Representative micrographs of medullospinal junction in each group. Brain stem was obtained 4 h after repetitive mTBI. Bulb-shaped black dots (arrows) are amyloid precursor protein (APP)-positive axons, suggesting significant axonal damage and disconnection. Significantly increased APP-positive axons can be observed in group 1 (A), whereas decreased numbers of APP-positive profiles are shown in the remaining groups (B, C, and D).

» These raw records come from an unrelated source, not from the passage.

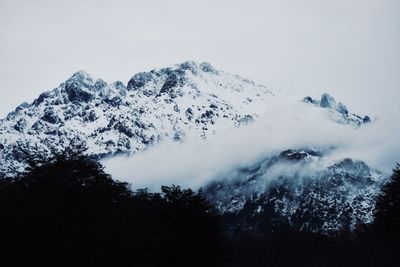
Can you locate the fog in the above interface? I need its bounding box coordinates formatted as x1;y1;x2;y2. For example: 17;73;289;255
103;95;400;190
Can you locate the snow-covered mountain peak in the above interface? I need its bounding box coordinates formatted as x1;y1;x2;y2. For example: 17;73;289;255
0;61;275;175
304;93;371;126
67;70;94;84
126;60;249;98
0;62;373;178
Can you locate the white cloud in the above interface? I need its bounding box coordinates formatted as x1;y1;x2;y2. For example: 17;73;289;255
103;96;400;190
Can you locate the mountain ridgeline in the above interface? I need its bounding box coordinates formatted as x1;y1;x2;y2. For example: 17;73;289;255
1;61;274;175
0;61;382;235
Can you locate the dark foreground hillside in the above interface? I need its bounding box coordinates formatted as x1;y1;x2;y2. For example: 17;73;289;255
0;150;399;267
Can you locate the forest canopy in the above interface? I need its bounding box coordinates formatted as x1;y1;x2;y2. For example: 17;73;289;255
0;150;399;267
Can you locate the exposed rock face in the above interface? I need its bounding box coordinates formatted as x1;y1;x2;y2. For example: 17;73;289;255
303;94;371;127
127;72;154;91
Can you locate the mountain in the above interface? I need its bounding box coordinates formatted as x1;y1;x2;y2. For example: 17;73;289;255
205;149;385;234
0;62;272;175
0;61;368;175
0;61;382;233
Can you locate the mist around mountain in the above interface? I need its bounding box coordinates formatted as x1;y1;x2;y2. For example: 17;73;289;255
0;61;382;178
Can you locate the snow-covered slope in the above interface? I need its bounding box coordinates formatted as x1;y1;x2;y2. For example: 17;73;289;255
0;61;369;175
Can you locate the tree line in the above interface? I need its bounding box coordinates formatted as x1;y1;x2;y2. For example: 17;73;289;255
0;148;399;266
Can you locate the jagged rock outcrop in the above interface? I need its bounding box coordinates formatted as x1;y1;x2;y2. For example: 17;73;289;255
303;93;371;126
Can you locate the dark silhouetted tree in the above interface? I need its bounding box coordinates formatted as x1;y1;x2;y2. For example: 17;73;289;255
374;163;400;234
0;150;225;267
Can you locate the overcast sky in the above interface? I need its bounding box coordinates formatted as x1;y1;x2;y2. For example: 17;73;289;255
0;0;399;118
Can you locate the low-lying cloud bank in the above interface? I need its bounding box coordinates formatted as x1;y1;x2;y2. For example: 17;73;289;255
103;97;399;191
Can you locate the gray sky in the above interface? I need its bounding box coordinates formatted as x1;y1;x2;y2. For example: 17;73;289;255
0;0;399;118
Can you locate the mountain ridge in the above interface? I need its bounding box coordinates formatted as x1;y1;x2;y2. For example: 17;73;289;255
0;61;372;175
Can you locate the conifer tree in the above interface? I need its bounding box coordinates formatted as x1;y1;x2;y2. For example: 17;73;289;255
374;163;400;233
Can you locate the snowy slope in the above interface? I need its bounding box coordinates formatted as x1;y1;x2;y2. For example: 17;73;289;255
0;61;368;175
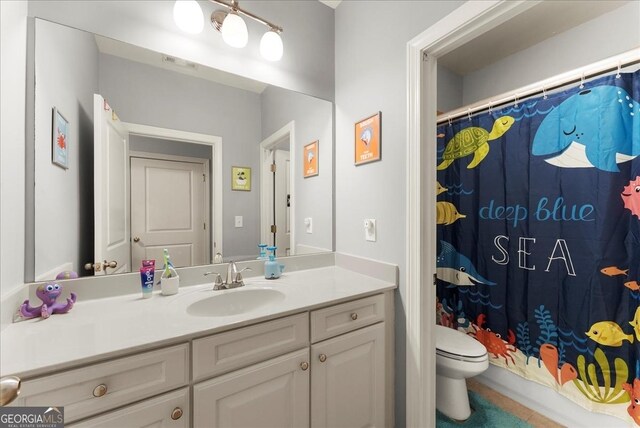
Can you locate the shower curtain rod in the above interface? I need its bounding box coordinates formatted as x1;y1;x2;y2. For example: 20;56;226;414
436;48;640;125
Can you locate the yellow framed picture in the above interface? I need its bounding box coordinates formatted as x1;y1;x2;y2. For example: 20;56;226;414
231;166;251;191
304;140;319;178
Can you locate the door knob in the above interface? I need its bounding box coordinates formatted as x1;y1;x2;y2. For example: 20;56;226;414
102;260;117;270
133;237;140;243
84;262;102;272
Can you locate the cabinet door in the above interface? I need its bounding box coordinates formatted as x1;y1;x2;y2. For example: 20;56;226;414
311;323;385;428
68;388;189;428
194;348;310;428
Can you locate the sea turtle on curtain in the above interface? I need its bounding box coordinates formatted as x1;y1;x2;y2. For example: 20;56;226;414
532;85;640;172
437;116;515;170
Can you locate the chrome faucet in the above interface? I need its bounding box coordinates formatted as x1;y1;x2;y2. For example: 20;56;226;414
204;261;251;290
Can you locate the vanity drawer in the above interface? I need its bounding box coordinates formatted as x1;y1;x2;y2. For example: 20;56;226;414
12;344;189;423
311;294;385;343
193;312;308;381
69;387;189;428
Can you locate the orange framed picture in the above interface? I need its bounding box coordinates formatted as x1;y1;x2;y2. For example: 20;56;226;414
303;140;319;178
354;111;381;166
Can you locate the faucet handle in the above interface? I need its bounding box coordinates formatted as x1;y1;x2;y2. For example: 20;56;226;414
234;267;252;284
204;272;225;290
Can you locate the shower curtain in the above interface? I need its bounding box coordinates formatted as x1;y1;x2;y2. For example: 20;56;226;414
435;69;640;424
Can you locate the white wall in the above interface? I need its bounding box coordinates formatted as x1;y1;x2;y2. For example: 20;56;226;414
260;86;333;254
334;2;465;426
33;19;98;280
0;1;28;297
462;1;640;105
27;1;335;101
98;53;262;260
436;64;463;113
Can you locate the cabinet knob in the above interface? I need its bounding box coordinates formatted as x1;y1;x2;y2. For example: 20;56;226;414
93;384;107;397
319;354;327;363
300;361;309;371
350;313;358;321
133;237;140;243
171;407;183;420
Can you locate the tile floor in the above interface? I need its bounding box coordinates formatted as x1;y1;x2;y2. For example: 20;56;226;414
467;379;565;428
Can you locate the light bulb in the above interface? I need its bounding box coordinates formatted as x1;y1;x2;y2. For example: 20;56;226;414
260;30;283;61
173;0;204;34
221;12;248;48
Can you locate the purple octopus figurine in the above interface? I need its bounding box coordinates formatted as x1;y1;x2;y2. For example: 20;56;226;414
20;283;77;319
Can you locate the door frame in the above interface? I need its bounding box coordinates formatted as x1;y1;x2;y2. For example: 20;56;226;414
122;122;223;262
404;1;539;426
259;121;296;255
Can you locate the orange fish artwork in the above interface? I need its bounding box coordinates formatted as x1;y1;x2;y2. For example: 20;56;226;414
622;177;640;218
600;266;629;277
625;281;640;291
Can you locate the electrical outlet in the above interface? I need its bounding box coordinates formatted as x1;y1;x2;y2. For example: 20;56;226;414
364;219;376;242
235;216;243;228
305;217;313;233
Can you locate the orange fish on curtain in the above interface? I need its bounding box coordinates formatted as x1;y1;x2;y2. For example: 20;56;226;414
623;379;640;425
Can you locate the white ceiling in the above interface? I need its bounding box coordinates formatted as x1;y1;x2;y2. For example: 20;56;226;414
319;0;341;9
94;35;268;94
438;1;630;76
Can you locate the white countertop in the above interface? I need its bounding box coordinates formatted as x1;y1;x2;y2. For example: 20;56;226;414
0;266;396;378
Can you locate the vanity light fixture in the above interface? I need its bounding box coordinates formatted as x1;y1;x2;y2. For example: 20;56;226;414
173;0;284;61
173;0;205;34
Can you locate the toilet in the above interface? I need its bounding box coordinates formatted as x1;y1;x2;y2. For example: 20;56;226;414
435;324;489;421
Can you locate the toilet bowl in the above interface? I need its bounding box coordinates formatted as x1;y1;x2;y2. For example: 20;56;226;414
435;324;489;421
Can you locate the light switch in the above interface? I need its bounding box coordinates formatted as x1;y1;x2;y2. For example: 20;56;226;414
305;217;313;233
364;219;376;242
235;216;243;228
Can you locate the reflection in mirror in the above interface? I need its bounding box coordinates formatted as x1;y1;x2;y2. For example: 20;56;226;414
28;19;333;282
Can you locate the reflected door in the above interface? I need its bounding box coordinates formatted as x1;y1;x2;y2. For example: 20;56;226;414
130;157;207;269
274;150;290;255
93;94;130;275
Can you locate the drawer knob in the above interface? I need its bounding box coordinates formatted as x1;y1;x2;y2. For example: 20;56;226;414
350;313;358;321
171;407;183;420
93;384;107;397
319;354;327;363
300;361;309;371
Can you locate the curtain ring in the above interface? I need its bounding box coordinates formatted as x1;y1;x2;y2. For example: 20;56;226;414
616;61;622;79
447;116;452;127
542;87;547;100
514;93;519;108
579;73;585;89
467;109;472;122
488;101;493;115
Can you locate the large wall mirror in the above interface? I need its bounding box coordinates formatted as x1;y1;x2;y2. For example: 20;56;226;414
26;18;334;282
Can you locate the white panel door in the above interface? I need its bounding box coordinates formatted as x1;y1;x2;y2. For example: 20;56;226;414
275;149;290;255
130;157;206;269
93;94;130;275
311;323;385;428
194;348;310;428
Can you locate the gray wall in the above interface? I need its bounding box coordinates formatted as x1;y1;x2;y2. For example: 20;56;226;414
27;1;335;101
33;19;98;279
436;64;463;113
99;53;262;260
0;1;28;296
261;86;333;253
462;1;640;105
334;2;465;426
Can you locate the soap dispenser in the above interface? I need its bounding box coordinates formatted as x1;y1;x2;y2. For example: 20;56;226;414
264;246;285;279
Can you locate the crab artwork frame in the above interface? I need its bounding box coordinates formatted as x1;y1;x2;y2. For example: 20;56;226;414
52;107;69;169
354;111;381;166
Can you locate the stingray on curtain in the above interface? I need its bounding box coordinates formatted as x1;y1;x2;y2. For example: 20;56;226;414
435;69;640;424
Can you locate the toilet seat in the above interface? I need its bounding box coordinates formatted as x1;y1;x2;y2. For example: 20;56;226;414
435;324;487;362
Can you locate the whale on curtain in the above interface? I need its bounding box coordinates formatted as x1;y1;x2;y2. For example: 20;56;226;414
532;85;640;172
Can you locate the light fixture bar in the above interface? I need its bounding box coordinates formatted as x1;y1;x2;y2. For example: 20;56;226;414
208;0;283;32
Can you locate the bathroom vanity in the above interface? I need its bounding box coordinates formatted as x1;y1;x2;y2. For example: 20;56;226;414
1;259;396;427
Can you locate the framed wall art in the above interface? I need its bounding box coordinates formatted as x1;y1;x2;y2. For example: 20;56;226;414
52;107;69;169
231;166;251;191
354;111;381;166
303;140;319;178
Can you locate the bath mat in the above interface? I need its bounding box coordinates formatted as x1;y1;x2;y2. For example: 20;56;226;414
436;391;532;427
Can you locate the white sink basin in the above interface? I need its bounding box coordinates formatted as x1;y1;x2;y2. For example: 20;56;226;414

Original magnification, 100×. Bar, 200 μm.

FIG. 5.

This bar graph shows mean density of APP-immunoreactive damaged axon in the medullospinal tract at 4 h after repetitive mTBI. Significantly increased APP density was observed in group 1. Whereas APP density in groups 2, 3, and 4 were significantly lower than that in group 1, there were no significant differences between therapeutic intervention groups (groups 2, 3, and 4). All values represent the mean±standard error of the mean. Statistical differences were analyzed by the Kruskal-Wallis' test, followed by Bonferroni's test for multiple comparisons. *Significant difference at p<0.001.